When longtime FBI Director J. Edgar Hoover died in 1972, Gray was named by Nixon to replace him as acting director. Gray’s stern looks and harsh exterior seemed outwardly to make him a natural successor to the gruff Hoover.

Advertisement

But Gray, in his short tenure, began to open up the FBI to diversity, hiring more women and minorities over the objections of many of Hoover’s entrenched senior staff. One of those was Felt, who expected to get the top FBI job and did not enjoy working for Gray.

But it was Watergate that eventually led to Gray’s departure.

As the Nixon staff and the president hunkered down over more and more revelations of misdeeds, allegations also arose that Gray had been placed in the FBI to watch over the investigation there and to keep Nixon and the White House informed of the FBI’s progress so they could subvert the investigation.

At one point, the pressure was so intense on Gray that, when he testified in the Senate Watergate hearings several months after he resigned, he characterized it this way:

“In the service of my country” as a submariner, “I withstood hours and hours of depth-charging, shelling, bombing. But I never expected to run into a Watergate in the service of a president of the United States.
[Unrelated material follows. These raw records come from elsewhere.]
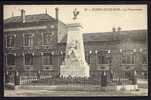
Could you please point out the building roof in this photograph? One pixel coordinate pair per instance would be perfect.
(110, 36)
(30, 18)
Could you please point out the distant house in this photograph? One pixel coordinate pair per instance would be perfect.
(37, 42)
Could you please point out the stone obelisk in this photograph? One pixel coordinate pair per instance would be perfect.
(74, 64)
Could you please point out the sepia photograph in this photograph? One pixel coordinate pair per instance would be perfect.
(75, 50)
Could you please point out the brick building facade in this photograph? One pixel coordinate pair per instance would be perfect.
(38, 42)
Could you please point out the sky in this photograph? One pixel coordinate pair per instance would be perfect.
(94, 18)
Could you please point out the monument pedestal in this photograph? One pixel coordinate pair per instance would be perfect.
(74, 64)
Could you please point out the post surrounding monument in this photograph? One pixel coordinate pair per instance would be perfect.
(74, 64)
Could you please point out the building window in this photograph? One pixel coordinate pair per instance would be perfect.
(28, 40)
(47, 37)
(104, 57)
(10, 59)
(144, 57)
(28, 59)
(47, 59)
(10, 41)
(128, 57)
(52, 26)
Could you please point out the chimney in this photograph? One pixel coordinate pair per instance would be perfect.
(57, 10)
(23, 15)
(113, 29)
(119, 29)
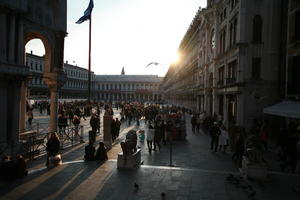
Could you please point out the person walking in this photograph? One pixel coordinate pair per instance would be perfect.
(76, 122)
(89, 152)
(193, 122)
(157, 135)
(52, 147)
(118, 126)
(101, 153)
(223, 139)
(150, 137)
(214, 133)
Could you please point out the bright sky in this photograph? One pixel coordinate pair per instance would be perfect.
(129, 33)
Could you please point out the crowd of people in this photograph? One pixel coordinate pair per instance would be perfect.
(163, 124)
(287, 140)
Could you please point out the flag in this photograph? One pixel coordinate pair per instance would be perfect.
(87, 13)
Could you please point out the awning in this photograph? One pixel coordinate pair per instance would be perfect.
(289, 109)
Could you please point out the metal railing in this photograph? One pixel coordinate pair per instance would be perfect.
(34, 141)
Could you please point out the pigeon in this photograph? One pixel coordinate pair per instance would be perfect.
(252, 194)
(152, 63)
(136, 186)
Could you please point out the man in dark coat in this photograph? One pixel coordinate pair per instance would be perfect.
(214, 133)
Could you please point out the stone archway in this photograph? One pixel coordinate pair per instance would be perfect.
(21, 21)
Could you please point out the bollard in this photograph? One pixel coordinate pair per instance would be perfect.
(81, 134)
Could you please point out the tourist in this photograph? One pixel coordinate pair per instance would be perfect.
(118, 126)
(150, 137)
(113, 129)
(52, 147)
(94, 123)
(157, 135)
(101, 153)
(89, 152)
(223, 139)
(214, 133)
(76, 122)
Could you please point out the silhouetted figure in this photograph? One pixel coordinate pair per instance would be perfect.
(89, 152)
(101, 153)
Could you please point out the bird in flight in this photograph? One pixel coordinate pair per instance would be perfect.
(152, 63)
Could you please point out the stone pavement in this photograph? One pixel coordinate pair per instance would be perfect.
(199, 174)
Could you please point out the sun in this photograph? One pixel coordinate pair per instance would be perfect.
(174, 58)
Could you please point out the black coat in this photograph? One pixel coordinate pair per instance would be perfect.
(53, 147)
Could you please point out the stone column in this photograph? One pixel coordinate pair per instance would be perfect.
(12, 29)
(107, 130)
(21, 45)
(23, 106)
(53, 108)
(3, 52)
(3, 110)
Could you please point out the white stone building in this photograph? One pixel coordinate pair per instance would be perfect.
(75, 87)
(142, 88)
(231, 59)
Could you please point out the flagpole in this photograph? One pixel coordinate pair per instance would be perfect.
(89, 73)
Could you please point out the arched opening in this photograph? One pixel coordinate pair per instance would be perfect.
(34, 91)
(35, 61)
(257, 29)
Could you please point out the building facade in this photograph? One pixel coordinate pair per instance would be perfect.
(231, 56)
(20, 22)
(293, 51)
(142, 88)
(75, 86)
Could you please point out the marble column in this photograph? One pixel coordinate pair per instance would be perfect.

And I ran into a buzz-saw, obviously.”

At the center of the case against him were allegations that he personally destroyed secret files about the scandal entrusted to him by top White House aides.
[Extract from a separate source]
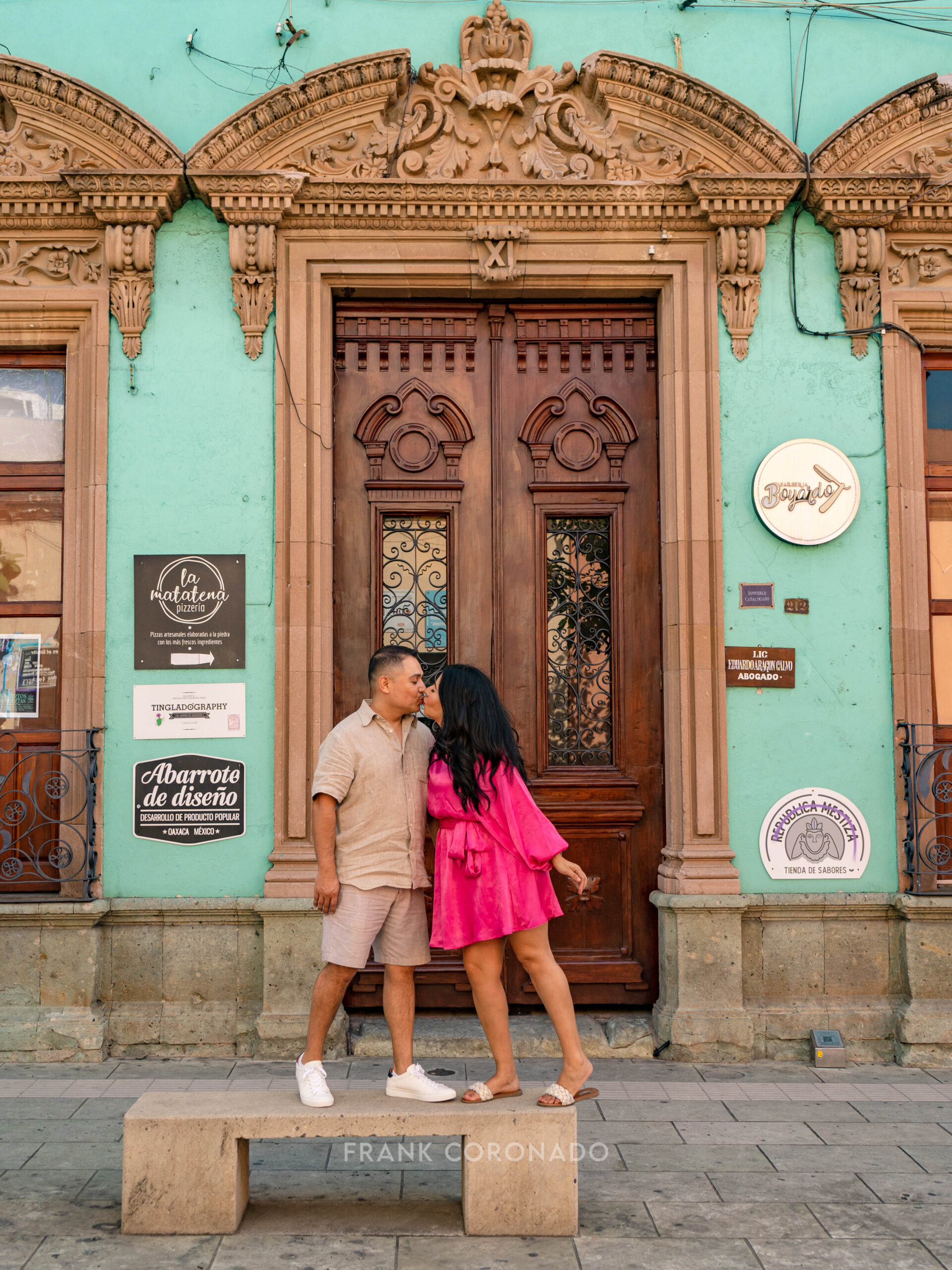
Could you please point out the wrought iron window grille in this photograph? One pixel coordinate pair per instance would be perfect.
(48, 818)
(927, 786)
Gray, in his interview last month, said that although the files did come from the Nixon administration, they had nothing to do with Watergate and instead were papers pertaining to Vietnam and, separately, Sen. Edward M. Kennedy (D-Mass.). He was instructed by the White House to ensure that the papers “must not see the light of day.”

Advertisement

For a while he locked the files in his office safe at FBI headquarters. Later he took them home and burned them along with trash left over from Christmas in a 55-gallon drum in the back of the house, according to his son.
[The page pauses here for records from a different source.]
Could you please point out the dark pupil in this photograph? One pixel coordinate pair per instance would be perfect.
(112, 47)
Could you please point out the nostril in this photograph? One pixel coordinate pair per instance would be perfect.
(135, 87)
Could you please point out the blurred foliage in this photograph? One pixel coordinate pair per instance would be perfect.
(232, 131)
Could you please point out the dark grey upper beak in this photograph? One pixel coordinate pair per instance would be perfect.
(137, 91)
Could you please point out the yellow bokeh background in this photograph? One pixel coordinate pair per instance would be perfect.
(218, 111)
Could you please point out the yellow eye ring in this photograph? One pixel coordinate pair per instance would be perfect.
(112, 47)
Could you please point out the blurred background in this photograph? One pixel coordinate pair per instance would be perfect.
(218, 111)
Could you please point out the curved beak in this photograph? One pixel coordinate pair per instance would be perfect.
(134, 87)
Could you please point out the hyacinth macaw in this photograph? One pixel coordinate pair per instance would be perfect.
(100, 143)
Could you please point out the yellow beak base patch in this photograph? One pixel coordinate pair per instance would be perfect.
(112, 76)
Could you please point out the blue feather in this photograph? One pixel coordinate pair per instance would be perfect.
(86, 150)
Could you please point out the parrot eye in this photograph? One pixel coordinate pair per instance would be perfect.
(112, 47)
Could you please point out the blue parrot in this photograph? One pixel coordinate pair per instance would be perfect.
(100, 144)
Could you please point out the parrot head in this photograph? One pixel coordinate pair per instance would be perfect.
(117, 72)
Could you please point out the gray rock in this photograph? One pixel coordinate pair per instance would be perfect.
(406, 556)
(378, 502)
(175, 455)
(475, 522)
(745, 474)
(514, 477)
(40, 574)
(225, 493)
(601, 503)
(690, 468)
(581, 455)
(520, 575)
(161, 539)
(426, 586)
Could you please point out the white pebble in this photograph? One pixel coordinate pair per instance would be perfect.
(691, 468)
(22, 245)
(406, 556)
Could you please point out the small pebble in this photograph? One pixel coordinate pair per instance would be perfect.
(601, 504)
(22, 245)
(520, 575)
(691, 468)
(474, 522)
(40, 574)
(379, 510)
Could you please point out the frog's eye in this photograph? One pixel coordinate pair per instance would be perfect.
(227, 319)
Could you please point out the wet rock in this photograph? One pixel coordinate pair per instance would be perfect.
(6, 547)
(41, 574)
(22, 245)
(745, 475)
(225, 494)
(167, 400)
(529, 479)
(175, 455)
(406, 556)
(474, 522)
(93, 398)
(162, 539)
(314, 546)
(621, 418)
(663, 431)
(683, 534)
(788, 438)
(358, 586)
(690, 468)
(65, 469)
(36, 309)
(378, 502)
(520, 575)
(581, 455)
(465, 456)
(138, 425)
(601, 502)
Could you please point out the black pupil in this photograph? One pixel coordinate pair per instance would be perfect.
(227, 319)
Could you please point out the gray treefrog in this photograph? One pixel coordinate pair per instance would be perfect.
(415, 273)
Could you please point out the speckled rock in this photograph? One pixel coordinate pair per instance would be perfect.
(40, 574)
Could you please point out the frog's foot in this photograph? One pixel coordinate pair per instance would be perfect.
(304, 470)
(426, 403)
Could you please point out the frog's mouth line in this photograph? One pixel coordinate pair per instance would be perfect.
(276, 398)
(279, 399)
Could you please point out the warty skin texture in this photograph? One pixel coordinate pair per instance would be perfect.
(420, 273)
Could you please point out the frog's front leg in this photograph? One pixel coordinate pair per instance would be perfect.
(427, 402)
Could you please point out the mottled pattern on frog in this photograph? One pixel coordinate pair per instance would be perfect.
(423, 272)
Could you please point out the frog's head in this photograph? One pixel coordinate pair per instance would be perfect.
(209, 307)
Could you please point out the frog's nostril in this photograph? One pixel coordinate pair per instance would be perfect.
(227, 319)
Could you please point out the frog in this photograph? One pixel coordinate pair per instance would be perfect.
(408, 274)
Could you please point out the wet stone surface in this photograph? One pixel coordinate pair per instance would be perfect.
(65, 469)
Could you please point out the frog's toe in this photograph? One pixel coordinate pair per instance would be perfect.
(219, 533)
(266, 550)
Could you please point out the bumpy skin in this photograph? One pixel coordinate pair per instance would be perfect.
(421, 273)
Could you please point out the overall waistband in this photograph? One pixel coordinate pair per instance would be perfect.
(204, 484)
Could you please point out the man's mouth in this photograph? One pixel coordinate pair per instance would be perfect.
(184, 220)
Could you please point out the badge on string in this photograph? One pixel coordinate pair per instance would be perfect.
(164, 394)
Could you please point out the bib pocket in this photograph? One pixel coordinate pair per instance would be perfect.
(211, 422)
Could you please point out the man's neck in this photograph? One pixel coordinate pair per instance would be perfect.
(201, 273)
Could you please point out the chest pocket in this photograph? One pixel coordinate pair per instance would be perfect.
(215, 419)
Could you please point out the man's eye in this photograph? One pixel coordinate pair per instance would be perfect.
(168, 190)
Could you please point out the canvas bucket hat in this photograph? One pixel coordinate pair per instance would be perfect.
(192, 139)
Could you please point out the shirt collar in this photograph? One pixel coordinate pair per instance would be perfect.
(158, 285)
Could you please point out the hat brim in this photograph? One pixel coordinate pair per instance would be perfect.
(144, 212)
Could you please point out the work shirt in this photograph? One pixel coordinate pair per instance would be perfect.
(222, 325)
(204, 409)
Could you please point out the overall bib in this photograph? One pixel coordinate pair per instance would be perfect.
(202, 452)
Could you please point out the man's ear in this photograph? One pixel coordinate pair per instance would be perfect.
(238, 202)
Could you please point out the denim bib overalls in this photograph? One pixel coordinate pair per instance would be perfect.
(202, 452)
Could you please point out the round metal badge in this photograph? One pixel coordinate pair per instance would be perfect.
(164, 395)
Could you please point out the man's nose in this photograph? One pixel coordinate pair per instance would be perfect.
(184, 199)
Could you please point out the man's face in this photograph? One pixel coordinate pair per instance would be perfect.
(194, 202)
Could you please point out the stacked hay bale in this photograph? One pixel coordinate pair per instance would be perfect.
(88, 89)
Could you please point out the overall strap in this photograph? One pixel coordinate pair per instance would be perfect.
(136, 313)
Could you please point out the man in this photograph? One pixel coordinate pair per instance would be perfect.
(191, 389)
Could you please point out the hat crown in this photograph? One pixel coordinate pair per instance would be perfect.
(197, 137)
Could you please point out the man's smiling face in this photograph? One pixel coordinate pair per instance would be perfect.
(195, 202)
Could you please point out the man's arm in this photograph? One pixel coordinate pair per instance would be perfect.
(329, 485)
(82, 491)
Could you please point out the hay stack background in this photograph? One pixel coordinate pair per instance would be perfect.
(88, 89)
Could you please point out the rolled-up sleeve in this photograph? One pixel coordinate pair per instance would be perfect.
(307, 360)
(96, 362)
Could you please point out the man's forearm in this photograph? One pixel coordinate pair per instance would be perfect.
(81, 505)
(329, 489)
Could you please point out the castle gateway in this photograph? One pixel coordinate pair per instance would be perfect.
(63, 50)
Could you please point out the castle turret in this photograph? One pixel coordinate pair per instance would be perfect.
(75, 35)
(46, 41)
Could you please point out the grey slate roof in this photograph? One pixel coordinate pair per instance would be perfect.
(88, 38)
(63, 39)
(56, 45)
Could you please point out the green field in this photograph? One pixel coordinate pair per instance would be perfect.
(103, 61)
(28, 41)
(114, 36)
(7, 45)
Gray believed that he was being set up by the White House. He theorized that Nixon officials hoped that he would leak the documents in an act that would embarrass him and force him to resign.

During a hearing that was held to confirm his permanent appointment to Hoover’s post, Gray angered Nixon’s advisors by disclosing that he had handed over FBI files to the Nixon White House at its request. That disclosure provoked Nixon domestic policy advisor John D. Ehrlichman to utter his famous phrase: “Let him twist slowly, slowly in the wind.”

Although he steered clear of Watergate, five years later Gray was indicted for authorizing illegal break-ins to gather information against the Weather Underground, as was Felt. The charges against Gray were dismissed. Felt was convicted and later pardoned.

For years after Watergate, many speculated in Washington that Gray was Post reporter Bob Woodward’s secret source on the Watergate story -- until this Memorial Day weekend when Felt admitted that he was Deep Throat.

“This was a tremendous surprise to me,” Gray said on “This Week.” He added, “I could not have been more shocked and more disappointed in a man whom I had trusted.”

Advertisement

In addition to his son Edward, survivors include his wife, Beatrice Kirk Gray; three other sons, Alan Kirk Gray of City Island, N.Y.; Patrick Erwin Gray, of Alpharetta, Ga.; and Stephen Douglas Gray of Grantham, N.H. Funeral services will be private.